Der Titel sagt schon alles:
Unsere Gruppe besteht aus fünf Spielern. Ich möchte umbedingt einen Mönch spielen  und bin der Meinung, dass ich diese Klasse sehr überzeugend spielen könnte, da ich mich mit meinem Mönchscharakter am besten identifizieren kann.
Das Problem besteht darin, dass der Großteil der anderen Spieler eher chaotisch als rechtschaffen spielen - chaotisch neutral bis chaotisch böse. Ich könnte mich ja mit einer neutralen oder sogar bösen Gesinnung abfinden, aber das Regelwerk schreibt eben vor, dass ich rechtschaffen sein muss. Leider weiß ich nicht wie ich das umsetzen soll, wenn sich der Rest der Gruppe entgegen meinen (fiktiven) Moralvorstellungen verhält.

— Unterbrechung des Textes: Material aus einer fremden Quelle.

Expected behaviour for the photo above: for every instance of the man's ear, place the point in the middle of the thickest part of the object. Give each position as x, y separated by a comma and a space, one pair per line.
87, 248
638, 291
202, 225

Ich will weder eine andere Klasse, noch mit einer andern Gruppe spielen, ich suche eine Lösung des Problems und will ihm nicht aus dem Weg gehen.

Was ich ablehne ist einen Charakter zu spielen, der sich von der Gruppe abspaltet oder gegen sie arbeitet. Wir wollen gemeinsam spielen und außerdem wäre dies für den SL sehr schwer umzusetzen.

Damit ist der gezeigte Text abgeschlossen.